Simon’s always been an early riser but most days he’s content to stay close and keep me warm. Or whatever we’re calling it at the moment.
I get up and twitch aside the curtains to see snow still falling.
It started snowing last night, soon after Bunce left, and it hasn’t shown any sign of stopping. It seems we aren’t headed to see my family today after all
I wander into the kitchen and am met by the glorious sight of a barefoot, pyjama-clad Simon Snow making breakfast. I lean against the doorway and drink in the sight of him. He’s humming to himself, not quite in tune with the music drifting through the kitchen from the tinny speaker on the counter, his bronze curls disheveled and springing up in every direction (I love his hair long) (he lets it grow out now because he knows I like it.)
“Good morning, love.” I move to the stove, where he’s frying the bacon and slide my arms around his waist.
He startles and waves a fork in the air. “Merlin, Baz, your hands are cold!” But he puts a hand on mine and rubs my knuckles.
“That’s what you get for leaving me in that chilly bed by myself, you nightmare.”
“I was making you breakfast in bed, you twat. Spoiled the whole thing, you have.”
I bury my face in his neck, ghosting my breath along the moles there. There’s a trail of them that I follow all the way to that spot behind his ear. He shivers when I reach it.
“Penny’s right. You’re such a distraction when I’m cooking.”
“I’m wounded. Just when you’re cooking? I need to up my game it seems.” My lips trail kisses down his neck until I reach his collarbone.
His head falls back, exposing more of that expanse of tawny, freckled skin. He sighs and then exhales a huff of air. “Baz, I’m going to burn our breakfast.”
“That would be a tragedy of epic proportions as it’s too snowy to get to the shops.” I press a single kiss to his cheek and then move away to stand next to him, leaning against the counter.
I’ll be damned if I’m going to prove Bunce right and allow Simon to have another grease fire incident. I am not a distraction. Simon is just eminently distractible when I’m near.

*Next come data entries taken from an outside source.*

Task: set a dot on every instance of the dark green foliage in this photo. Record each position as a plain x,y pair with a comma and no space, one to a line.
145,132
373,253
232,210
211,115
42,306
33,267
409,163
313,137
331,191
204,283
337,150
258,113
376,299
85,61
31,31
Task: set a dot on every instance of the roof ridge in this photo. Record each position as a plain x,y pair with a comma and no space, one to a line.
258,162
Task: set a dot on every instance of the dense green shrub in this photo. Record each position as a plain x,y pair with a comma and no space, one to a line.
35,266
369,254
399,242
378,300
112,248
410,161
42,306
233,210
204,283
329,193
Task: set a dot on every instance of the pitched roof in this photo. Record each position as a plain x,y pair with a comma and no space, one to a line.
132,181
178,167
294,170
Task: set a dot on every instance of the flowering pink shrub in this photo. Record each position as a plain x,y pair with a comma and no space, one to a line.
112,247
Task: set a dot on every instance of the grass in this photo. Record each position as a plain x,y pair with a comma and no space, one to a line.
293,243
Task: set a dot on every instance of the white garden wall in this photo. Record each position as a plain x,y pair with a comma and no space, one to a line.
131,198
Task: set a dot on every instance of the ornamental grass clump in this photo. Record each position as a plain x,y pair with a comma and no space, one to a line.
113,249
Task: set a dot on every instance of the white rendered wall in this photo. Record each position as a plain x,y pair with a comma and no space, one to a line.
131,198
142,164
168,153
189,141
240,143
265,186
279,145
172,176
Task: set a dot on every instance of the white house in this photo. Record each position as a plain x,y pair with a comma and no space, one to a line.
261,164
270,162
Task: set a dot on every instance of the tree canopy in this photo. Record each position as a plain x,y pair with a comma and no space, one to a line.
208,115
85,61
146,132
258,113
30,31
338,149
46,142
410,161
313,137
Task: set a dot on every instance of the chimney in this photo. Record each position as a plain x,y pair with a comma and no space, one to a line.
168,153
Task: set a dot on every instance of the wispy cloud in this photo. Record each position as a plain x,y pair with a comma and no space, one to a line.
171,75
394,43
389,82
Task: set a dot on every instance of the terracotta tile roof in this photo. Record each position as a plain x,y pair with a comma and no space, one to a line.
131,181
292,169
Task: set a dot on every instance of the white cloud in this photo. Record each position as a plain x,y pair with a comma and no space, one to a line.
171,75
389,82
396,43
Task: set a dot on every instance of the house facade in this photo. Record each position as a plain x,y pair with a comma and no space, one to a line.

Which is perfectly fine with me.
I call my father after we eat. He informs me that the roads around the lodge are near impassable with the amount of snow that has fallen overnight. “Stay where you are, Basilton. No use trying to brave the roadways. It will likely take all day to get them cleared.” He pauses and then gives a small cough. “I’m sure you and Simon will find something to occupy your time.” He clears his throat in a suspiciously amused fashion but successfully hangs up on me before I can even splutter out an appropriate response
If there even is an appropriate response to that.
Simon lifts his head from where he is sprawled on the sofa to give me a curious look. “Alright, then?”
“Fine.”
“Come here.”
“What?”
“You’re fuming about something. Trust me, I’m familiar with that look.” Simon waves his hand at me. “Come on. Get over here.”
“I’m not fuming.” But I go to him. Because I’m weak, what can I say? I sit by his feet, at the far end of the sofa and cross my arms.
He kicks me in the leg. “What then?”
“We’re not going to visit today.”
Simon snorts. “I’d gathered that, you great git. You wouldn’t take the Jag out in this.” He kicks me again. “What was that at the end? You’re usually much more eloquent. You literally squawked. What did your father say?”
“Nothing.” I can feel my face heating up. By the grin on Simon’s face it’s clear he’s noticed it too.
“Come on, Baz! What did he say to get you all worked up?”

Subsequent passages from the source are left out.